When three award-winning writers like Ethan Coen, Woody Allen and Elaine May are all attached to a single project, as they are on Broadway’s upcoming Relatively Speaking, the questions certainly come fast and furious: What’s this show all about? The evening consists of one-act comedies from each writer. But the show’s new commercial sheds little light on the issue, and at a recent press event the cast—not to mention director John Turturro—was awfully tight-lipped about the subject matter.
“I can’t! What if I get fired?!” said Ari Graynor, who appears in Allen’s one-act, Honeymoon Motel, when Broadway.com went trolling for plot information. “What I can tell you is that they are three very separate, very different plays. And there’s some family stuff. And they’re all hilarious.”
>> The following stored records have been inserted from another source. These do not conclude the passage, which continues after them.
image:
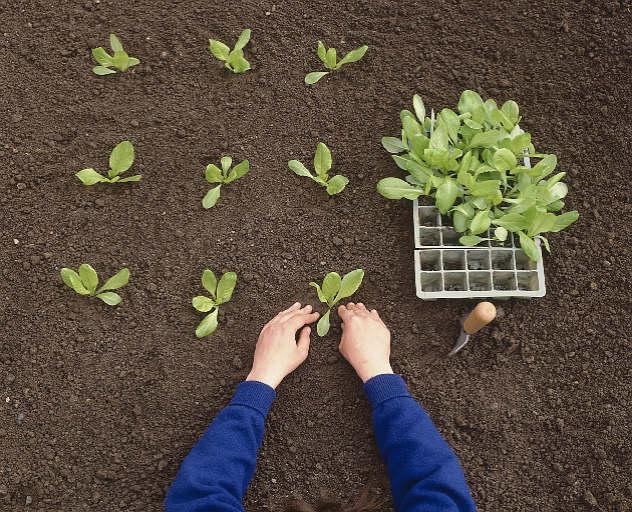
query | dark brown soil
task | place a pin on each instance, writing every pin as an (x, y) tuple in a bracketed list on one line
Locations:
[(100, 404)]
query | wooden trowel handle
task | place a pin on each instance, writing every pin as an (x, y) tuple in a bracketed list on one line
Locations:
[(481, 315)]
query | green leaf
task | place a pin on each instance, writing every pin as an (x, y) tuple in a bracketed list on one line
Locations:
[(211, 197), (225, 287), (312, 78), (121, 158), (110, 298), (208, 325)]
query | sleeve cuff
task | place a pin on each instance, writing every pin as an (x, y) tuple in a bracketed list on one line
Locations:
[(381, 388), (254, 394)]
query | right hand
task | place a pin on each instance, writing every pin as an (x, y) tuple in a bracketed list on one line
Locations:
[(366, 341)]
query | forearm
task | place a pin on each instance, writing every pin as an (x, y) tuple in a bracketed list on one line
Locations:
[(423, 470), (217, 471)]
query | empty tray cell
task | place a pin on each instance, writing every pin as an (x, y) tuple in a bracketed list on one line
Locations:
[(504, 281), (528, 281), (430, 260), (429, 236), (502, 259), (478, 260), (455, 281), (454, 260), (430, 282), (480, 281)]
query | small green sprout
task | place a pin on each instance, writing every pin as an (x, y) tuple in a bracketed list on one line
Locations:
[(233, 59), (221, 292), (86, 281), (120, 61), (333, 290), (223, 176), (121, 159), (322, 165), (328, 56)]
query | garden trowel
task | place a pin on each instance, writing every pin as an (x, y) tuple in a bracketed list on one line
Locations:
[(481, 315)]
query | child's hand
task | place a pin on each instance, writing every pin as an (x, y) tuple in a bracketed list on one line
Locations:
[(366, 341), (278, 353)]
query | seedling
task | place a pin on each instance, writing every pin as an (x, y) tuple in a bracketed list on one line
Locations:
[(120, 61), (221, 292), (233, 59), (322, 165), (333, 290), (328, 57), (86, 281), (121, 159), (223, 176)]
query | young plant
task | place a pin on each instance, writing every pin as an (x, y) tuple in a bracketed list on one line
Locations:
[(121, 159), (221, 292), (86, 281), (120, 61), (233, 59), (333, 290), (223, 176), (328, 57), (322, 165), (469, 161)]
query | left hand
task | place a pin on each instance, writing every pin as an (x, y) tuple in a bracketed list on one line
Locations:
[(278, 353)]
Marlo Thomas, who stars in May’s piece, George Is Dead, was equally circumspect. “The only thing I can say is that I play George’s widow,” she said with a laugh. “That’s all you get!” Thomas went on to shed at least a little light on the information rationing. “We want people to really enjoy it, and some of the fun is the things that get revealed,” she explained.
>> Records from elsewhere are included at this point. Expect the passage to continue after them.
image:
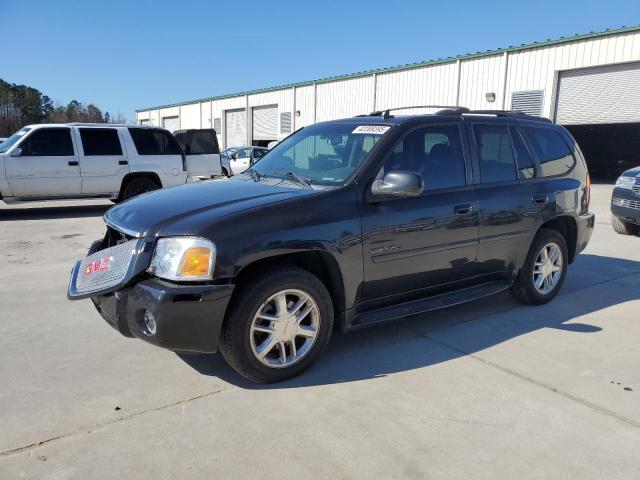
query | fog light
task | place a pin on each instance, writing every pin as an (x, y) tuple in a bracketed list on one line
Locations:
[(149, 323)]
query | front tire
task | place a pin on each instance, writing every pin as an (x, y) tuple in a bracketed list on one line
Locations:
[(278, 325), (622, 227), (544, 270)]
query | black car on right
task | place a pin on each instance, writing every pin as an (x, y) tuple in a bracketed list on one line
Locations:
[(625, 203)]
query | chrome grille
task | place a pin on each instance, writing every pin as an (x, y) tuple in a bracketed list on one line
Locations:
[(105, 268), (625, 202)]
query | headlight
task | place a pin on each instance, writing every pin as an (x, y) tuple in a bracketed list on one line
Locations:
[(183, 258), (625, 182)]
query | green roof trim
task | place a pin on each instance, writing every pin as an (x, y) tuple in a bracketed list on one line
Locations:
[(409, 66)]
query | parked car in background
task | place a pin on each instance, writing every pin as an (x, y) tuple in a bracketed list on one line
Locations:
[(62, 161), (244, 157), (625, 203), (381, 218), (202, 151), (225, 159)]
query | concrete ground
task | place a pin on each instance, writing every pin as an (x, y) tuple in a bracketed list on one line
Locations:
[(490, 389)]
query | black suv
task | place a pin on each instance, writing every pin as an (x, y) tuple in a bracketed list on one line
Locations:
[(342, 225)]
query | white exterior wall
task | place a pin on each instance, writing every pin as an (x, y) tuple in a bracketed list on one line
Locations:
[(463, 82)]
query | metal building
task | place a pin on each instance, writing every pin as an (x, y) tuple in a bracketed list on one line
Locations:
[(590, 83)]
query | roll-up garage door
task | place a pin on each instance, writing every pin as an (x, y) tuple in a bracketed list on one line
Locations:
[(235, 128), (171, 123), (265, 123), (607, 94)]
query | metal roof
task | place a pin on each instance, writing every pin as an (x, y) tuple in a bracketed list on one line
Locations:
[(409, 66)]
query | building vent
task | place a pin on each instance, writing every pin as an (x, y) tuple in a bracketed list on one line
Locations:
[(529, 102), (285, 122)]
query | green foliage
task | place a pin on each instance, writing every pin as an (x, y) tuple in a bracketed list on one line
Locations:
[(21, 105)]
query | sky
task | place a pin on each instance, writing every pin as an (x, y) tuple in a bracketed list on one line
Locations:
[(125, 55)]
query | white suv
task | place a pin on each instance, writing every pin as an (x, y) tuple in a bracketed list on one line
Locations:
[(54, 161)]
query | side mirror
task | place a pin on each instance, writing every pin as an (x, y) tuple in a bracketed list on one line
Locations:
[(398, 183)]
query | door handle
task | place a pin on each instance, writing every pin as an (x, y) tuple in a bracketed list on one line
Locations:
[(463, 209), (540, 200)]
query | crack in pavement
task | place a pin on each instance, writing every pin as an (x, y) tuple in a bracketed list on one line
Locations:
[(91, 429)]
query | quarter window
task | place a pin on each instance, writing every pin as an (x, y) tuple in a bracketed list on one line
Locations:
[(526, 168), (100, 141), (48, 142), (552, 152), (154, 142), (497, 163), (435, 152)]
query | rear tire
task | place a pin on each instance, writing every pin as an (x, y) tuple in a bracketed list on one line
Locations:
[(544, 270), (264, 350), (622, 227), (138, 186)]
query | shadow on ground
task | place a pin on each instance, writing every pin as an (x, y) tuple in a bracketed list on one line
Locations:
[(428, 339), (48, 213)]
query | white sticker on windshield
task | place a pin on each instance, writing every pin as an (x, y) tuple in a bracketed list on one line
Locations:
[(371, 129)]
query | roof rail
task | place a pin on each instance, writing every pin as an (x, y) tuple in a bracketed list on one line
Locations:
[(447, 110), (508, 113)]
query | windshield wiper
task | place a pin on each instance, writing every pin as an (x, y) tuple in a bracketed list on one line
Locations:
[(297, 178)]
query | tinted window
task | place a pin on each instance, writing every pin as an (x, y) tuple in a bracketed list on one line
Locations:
[(48, 142), (154, 142), (552, 152), (435, 153), (495, 153), (526, 168), (100, 141)]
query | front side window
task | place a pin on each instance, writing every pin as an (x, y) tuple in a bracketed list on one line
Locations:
[(48, 142), (435, 152), (324, 154), (495, 153), (100, 141), (552, 152), (154, 142)]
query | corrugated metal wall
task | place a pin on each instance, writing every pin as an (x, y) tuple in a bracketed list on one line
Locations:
[(464, 82)]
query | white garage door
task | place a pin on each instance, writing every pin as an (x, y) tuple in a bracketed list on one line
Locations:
[(171, 123), (608, 94), (235, 128), (265, 123)]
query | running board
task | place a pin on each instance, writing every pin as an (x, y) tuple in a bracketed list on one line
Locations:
[(427, 304)]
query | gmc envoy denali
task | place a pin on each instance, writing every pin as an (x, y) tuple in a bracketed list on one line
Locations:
[(342, 225)]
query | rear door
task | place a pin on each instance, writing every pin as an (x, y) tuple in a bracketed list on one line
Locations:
[(419, 243), (511, 197), (47, 165), (202, 151), (103, 161)]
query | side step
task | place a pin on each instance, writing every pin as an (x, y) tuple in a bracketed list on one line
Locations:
[(431, 303)]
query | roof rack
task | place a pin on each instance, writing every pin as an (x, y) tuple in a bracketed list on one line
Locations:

Danny Hoch, who appears in the plays by Coen and Allen, seemed more willing to share. Or so we thought. “Relatively Speaking is an evening about family and its dysfunction,” he began. “In Woody Allen’s play [Honeymoon Motel], there is a wedding. I have nothing to do with the wedding,” he teased, “but I’ll tell you one thing that no one else has told you about that play: I deliver things.” OK, fine. What about Coen’s play, Talking Cure? “What I can tell you is that in Ethan Coen’s play, I’m playing someone in the medical world. Not a doctor though,” he said, all faux-earnestness. “If I tell you any more about it, because it’s an Ethan Coen play, I’d have to kill you in a very dark and funny way.”
First-time Broadway director Turturro offered a rehearsal-related explanation for his cast’s secretive behavior. “They don’t know what all the plays are about yet,” he said. “They’ve read them all, but that’s it. The only theme is that they are about family dynamics and dysfunction, zaniness...sexual appetite.” Consider our curiosity piqued! We’ll be staying tuned for Relatively Speaking, which begins performances on September 20 at the Brooks Atkinson Theatre.